Jリーグ屈指の名選手だった遠藤さんに、その後海外クラブからのオファーは届かなかった。目指していた日本代表選出も2015年にトレーニングキャンプに招集され、ヴァイッド・ハリルホジッチ監督から評価されるも、出場できなかった。

「自分のポジションにいい選手が当時はたくさんいたので、(出場に)至らなかったのは自分の実力不足だと思います」と振り返った。

海外移籍、日本代表の夢は果たせなかったが、遠藤さんは後悔を抱いていない。それ以上の経験を鹿島で得たと胸を張る。

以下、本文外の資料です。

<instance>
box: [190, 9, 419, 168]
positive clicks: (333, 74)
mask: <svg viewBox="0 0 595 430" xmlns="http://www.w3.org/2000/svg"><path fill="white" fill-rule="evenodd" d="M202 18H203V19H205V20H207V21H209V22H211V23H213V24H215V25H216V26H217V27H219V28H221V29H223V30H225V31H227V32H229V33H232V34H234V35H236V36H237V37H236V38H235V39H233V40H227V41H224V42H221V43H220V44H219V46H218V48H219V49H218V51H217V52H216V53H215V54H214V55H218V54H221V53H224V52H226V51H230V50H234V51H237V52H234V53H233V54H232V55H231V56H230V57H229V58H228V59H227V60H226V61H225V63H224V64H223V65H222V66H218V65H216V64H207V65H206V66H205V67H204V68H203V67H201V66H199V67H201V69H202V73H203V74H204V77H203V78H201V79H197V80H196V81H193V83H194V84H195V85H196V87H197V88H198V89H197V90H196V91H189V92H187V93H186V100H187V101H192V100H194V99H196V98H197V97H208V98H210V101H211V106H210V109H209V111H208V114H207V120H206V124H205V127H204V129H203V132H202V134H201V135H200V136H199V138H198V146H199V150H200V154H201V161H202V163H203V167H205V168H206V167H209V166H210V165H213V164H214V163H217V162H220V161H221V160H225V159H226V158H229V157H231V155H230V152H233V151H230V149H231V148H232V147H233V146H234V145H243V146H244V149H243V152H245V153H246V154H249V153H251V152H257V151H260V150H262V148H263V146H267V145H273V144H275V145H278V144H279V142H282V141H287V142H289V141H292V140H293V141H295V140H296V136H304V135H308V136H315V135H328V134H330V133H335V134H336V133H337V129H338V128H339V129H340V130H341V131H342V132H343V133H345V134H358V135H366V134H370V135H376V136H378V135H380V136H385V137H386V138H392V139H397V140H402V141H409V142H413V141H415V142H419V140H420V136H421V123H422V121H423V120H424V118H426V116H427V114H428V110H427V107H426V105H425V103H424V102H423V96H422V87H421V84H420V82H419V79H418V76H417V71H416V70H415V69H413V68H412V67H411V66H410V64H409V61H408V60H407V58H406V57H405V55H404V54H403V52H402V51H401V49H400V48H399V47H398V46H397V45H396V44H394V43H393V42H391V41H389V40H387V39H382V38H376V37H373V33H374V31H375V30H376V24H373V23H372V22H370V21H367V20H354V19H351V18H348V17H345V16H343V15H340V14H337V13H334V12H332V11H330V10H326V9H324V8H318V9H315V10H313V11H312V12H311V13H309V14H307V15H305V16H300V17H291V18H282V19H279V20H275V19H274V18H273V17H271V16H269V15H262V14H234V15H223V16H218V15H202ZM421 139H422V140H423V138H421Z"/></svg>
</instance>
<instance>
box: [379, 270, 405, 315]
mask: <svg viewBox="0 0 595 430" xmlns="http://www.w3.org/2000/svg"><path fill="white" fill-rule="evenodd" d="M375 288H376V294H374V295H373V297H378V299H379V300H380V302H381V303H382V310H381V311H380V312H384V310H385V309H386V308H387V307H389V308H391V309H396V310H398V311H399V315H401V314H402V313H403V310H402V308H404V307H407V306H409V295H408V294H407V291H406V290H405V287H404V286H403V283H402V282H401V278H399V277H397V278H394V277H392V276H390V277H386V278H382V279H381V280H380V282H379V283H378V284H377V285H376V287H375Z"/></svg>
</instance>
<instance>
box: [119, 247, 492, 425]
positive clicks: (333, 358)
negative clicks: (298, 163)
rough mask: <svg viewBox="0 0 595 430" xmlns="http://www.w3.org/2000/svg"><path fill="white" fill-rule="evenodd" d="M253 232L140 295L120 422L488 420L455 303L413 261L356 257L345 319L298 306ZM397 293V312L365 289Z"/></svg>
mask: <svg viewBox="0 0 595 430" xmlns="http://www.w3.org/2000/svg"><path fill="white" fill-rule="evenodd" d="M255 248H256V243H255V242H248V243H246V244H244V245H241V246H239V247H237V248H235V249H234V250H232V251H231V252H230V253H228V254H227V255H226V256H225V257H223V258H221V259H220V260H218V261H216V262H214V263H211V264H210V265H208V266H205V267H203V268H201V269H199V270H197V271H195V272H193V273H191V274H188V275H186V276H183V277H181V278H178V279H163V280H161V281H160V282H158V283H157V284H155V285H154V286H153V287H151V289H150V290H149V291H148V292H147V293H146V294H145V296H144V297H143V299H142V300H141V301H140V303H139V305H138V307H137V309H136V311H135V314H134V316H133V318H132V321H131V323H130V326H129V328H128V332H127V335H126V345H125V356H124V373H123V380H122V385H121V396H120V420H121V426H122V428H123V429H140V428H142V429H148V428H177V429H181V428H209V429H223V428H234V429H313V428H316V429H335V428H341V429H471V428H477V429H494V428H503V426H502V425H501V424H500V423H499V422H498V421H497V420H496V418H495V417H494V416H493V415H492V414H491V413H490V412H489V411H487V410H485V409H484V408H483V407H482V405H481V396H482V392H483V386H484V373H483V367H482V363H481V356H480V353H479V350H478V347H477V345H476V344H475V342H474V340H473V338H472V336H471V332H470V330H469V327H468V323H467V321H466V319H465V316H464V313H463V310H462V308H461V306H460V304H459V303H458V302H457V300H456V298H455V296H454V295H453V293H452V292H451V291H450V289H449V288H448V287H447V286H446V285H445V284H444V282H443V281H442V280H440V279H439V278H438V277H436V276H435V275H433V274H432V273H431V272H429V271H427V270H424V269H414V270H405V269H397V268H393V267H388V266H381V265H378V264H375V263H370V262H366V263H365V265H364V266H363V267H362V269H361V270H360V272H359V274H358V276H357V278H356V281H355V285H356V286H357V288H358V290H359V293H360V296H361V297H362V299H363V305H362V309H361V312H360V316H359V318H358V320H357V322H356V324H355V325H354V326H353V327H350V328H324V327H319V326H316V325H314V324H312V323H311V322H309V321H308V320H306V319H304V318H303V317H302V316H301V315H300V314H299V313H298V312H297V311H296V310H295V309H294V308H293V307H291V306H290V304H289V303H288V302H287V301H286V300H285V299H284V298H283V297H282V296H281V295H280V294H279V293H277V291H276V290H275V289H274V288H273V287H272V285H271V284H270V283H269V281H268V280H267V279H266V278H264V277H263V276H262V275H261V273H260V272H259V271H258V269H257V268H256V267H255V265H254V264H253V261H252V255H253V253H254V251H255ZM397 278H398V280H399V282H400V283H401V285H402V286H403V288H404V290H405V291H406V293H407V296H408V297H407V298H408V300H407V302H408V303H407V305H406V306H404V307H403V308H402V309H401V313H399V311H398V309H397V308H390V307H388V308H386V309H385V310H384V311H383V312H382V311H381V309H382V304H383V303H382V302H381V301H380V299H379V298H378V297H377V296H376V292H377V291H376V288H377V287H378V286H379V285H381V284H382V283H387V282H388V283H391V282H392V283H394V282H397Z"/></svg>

「結果的に海外へ移籍しなくて良かったと思いますけどね。 鹿島でしか得られない経験というか、クラブワールドカップ出場、ACL優勝…、鹿島にいなかったら絶対できないことですから。ワールドカップには出られませんでしたけど、鹿島にいたからこそ、鹿島のチームメイトとクラブワールドカップに行けたことは誇りですね」とさわやかな笑みを浮かべた。

当時を振り返る遠藤さん

クラブワールドカップ決勝にたどり着いたJリーグクラブは鹿島以外に存在しない。

世界的強豪のレアル・マドリー(スペイン1部)と公式戦での真剣勝負に「すごく楽しかったし、すごく悔しかったですね。あの当時はチームも完成されていたし、あのメンバーだったら、代表にも勝てるんじゃないかなというぐらい、みんなも自信を持ってやっていた時期でした。

そういう意味では、レアルであろうと、本当に勝つつもりでいたし、勝てると思ってやっていたからこそ、すごく悔しかったですね。日本開催だったからこそ、優勝したかったですね」と振り返った。